Previous AIJ article on the issue:
According to the so-called mid-and-long-term roadmap toward the eventual decommissioning of the Fukushima Daiichi NPPs, the fuel debris is to be removed in an uncovered state from the side of the reactor containment vessel (CV). To that end, MHI and IRID carried out validation tests three months ago, in February, in which they inserted a robot arm, used to process and hold the fuel debris, into the pedestal (at the bottom of the reactor pressure vessel) via an access rail on the side of the CV.
Separate functions tests of the robot arm and access rail were completed prior to FY2016 (April 2016 to March 2017). This time, at a mock-up at MHI’s Kobe Shipyard & Machinery Works, tests were made of the combination of a robot arm and access rail: the so-called “robot-arm and access-rail method.” MHI and IRID simulated movements of the robot arm on the site, as well as the processing and holding of the fuel debris, putting it into containers and transferring it.
“Before now, individual efforts toward the removal of the fuel debris had proceeded separately. Thanks to the large device, though, the efficiency of those effort should be improved,” explained Senior Manager Naoaki Okuzumi of IRID’s R&D Strategy Planning Department.

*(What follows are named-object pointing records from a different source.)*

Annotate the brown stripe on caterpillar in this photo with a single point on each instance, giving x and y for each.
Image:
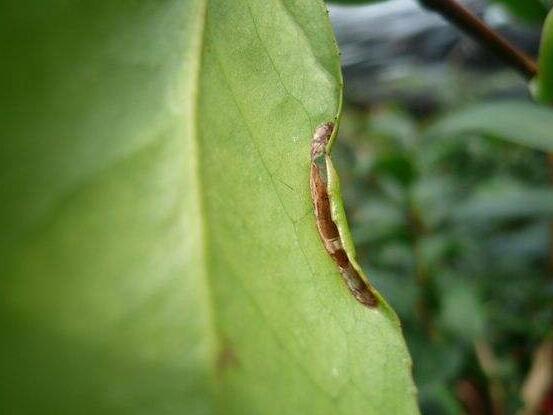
(328, 230)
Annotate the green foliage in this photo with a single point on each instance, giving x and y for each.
(522, 123)
(159, 248)
(529, 10)
(545, 73)
(457, 236)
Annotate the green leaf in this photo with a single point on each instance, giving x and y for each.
(518, 122)
(159, 247)
(529, 10)
(545, 73)
(505, 201)
(355, 1)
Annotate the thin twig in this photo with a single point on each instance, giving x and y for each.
(469, 23)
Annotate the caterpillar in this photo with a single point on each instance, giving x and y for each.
(328, 230)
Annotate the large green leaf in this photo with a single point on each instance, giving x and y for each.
(545, 75)
(159, 248)
(519, 122)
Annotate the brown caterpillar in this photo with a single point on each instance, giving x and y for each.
(328, 230)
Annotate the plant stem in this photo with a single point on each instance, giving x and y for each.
(469, 23)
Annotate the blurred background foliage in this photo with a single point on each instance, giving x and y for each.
(448, 184)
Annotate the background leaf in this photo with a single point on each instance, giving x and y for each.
(159, 247)
(519, 122)
(545, 74)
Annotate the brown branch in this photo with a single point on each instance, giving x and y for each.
(469, 23)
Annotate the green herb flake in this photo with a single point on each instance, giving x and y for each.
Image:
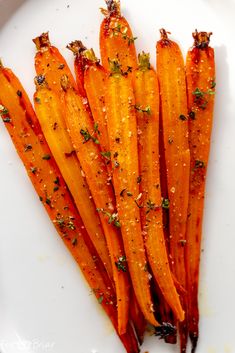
(199, 164)
(33, 170)
(106, 154)
(57, 181)
(87, 136)
(165, 203)
(74, 241)
(3, 110)
(37, 100)
(213, 84)
(182, 117)
(146, 110)
(6, 120)
(48, 201)
(120, 264)
(46, 157)
(96, 126)
(198, 93)
(192, 115)
(28, 148)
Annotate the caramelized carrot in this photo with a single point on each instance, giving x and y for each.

Investigations are being carried out of the interiors of each unit’s CVs toward the start of the removal of the fuel debris in 2021. According to an MHI engineer working on the robot arm, “As the technology is still in its fledgling state, we have to improve and perfect it before introducing it at the site.”
For example, the robot arm, measuring only some 6cm in diameter, was designed to bear a load of two tons at the tip, although the precise nature of the fuel debris has not been clarified. Things yet to be determined include the robot arm’s specifications, the specific functions of the tools to be installed, and its resistance to radiation.